Воздух вдруг пахнет Новым годом и мандаринами — и как будто вверху разодрали огромную хлопушку, и из нее белыми конфетти валит снег. Он падает гигантскими пушистыми хлопьями, такими большими, будто бутафорскими. Снег мягким сугробом ложится на большую коробку. И я торопливо отнимаю руку и быстро-быстро, чтоб не уронить ее, смахиваю только что нападавший снег. Чтобы видны были апельсинового цвета круги, похожий на тюльпан в короне знак чужой почты и напечатанный латинскими буквами театральный адрес. И мое имя, которое написал Сэм.
И я даже не хочу гадать, что там, внутри, хоть и ужасно интересно. Я просто иду тихо, боясь спугнуть радость от того, что Сэм про меня не забыл. Мне кажется, что он улыбается мне издалека, что я вижу ямочку на щеке и то, как он машет мне рукой — привет, привет. И я тоже улыбаюсь Сэму в ответ, и рот мой растягивается до ушей, хоть завязочки пришей.
А в комнатке с видом на площадь меня ждет Шут — ему, небось, тоже интересно посмотреть, что там пришло от Сэма. Он сидит на столе, прислонившись спиной к стене, и на коленки в разноцветных штанах падает свет уличных фонарей. Шут похож на ледяного ангела — кажется, он сейчас разорвет свои нити и взлетит, или сломается от неосторожного движения, до того он хрупок. И только улыбка — улыбка шельмы — говорит: какой там ангел, меня никому не сломать.
Завтра я возьму его и отнесу Сашку — чтобы он охранял ее по ночам.
А пока — видишь, Шут — я беру огромные ножницы и вспарываю оранжевую коробку. Достаю надутый, словно спасательный круг, полиэтилен, разворачиваю упаковку из плотной бумаги. Тогда видны становятся лоскуты и бубенчики — васильковый, алый лоскуты, и даже такой знакомый лоскут цвета крыжовника.

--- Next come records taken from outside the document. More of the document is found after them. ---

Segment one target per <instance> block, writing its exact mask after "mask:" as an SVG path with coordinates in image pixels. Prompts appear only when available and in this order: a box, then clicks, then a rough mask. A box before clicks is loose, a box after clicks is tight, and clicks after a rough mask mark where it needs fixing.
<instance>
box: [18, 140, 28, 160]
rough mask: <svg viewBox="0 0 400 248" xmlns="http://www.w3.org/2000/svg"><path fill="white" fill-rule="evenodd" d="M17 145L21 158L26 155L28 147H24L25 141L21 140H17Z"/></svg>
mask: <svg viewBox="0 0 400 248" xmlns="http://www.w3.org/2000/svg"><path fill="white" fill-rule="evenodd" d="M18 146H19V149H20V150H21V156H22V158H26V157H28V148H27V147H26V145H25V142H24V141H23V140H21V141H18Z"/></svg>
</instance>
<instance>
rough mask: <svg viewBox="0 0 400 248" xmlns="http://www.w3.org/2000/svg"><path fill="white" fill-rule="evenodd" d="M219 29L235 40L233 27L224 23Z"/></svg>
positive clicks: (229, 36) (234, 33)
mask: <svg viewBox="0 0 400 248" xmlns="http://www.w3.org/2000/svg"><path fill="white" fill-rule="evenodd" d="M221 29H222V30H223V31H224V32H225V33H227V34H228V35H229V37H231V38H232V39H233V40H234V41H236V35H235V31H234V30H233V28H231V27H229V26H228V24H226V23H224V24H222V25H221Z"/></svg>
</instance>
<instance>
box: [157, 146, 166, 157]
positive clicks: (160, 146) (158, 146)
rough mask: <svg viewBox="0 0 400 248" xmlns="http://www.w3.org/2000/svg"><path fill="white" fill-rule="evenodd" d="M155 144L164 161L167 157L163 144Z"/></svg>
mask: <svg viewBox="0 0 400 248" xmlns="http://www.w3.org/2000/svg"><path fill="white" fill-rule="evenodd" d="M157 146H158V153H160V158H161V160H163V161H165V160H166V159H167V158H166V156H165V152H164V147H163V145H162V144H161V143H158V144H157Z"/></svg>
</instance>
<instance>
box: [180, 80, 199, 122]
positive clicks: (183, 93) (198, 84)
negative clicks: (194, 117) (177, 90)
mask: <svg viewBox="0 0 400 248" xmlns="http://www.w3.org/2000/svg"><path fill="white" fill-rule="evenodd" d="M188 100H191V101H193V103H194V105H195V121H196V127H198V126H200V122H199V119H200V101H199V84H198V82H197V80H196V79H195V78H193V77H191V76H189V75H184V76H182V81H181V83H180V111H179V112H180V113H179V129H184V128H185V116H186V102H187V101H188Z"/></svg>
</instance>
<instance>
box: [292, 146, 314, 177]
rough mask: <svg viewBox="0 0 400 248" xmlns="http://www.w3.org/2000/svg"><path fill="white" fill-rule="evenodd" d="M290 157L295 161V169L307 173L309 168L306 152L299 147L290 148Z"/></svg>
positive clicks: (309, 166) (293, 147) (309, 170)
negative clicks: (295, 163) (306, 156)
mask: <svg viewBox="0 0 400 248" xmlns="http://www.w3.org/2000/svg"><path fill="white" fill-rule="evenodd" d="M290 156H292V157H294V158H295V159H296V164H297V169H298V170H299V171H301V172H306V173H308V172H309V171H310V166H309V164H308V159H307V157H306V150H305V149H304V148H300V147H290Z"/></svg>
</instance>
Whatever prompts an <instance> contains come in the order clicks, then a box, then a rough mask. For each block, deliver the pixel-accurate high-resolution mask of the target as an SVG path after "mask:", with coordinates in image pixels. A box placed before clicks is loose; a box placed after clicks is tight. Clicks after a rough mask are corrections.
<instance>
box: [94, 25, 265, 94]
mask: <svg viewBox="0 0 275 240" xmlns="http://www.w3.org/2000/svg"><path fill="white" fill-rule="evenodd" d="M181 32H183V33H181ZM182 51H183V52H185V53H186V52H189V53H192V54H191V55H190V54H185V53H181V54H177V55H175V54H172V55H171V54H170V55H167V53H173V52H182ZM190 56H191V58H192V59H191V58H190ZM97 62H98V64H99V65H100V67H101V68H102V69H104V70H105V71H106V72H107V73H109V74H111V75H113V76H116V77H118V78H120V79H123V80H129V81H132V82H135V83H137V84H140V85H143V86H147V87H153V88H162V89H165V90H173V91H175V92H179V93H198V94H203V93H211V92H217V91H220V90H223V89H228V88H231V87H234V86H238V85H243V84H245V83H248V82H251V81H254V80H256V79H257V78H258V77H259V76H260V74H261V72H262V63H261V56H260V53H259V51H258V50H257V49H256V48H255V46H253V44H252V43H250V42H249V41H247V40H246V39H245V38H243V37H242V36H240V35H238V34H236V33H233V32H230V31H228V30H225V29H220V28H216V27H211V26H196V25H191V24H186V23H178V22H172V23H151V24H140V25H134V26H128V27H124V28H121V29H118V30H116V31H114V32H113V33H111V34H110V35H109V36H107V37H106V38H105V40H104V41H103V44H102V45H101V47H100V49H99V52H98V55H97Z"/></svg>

Совсем новый, блестящий и нарядный. Шутовской колпак.
X. Сильнее короля
К Сашку я пришел сразу после операции — почти первым. Я и Шут — мы пришли вместе.
Лёлик научил меня, как лучше всего нести марионетку в сумке: нужно взять все нити в руку и туго намотать на вагу, будто моток бечевки — чтоб не спутались и не порвались невзначай.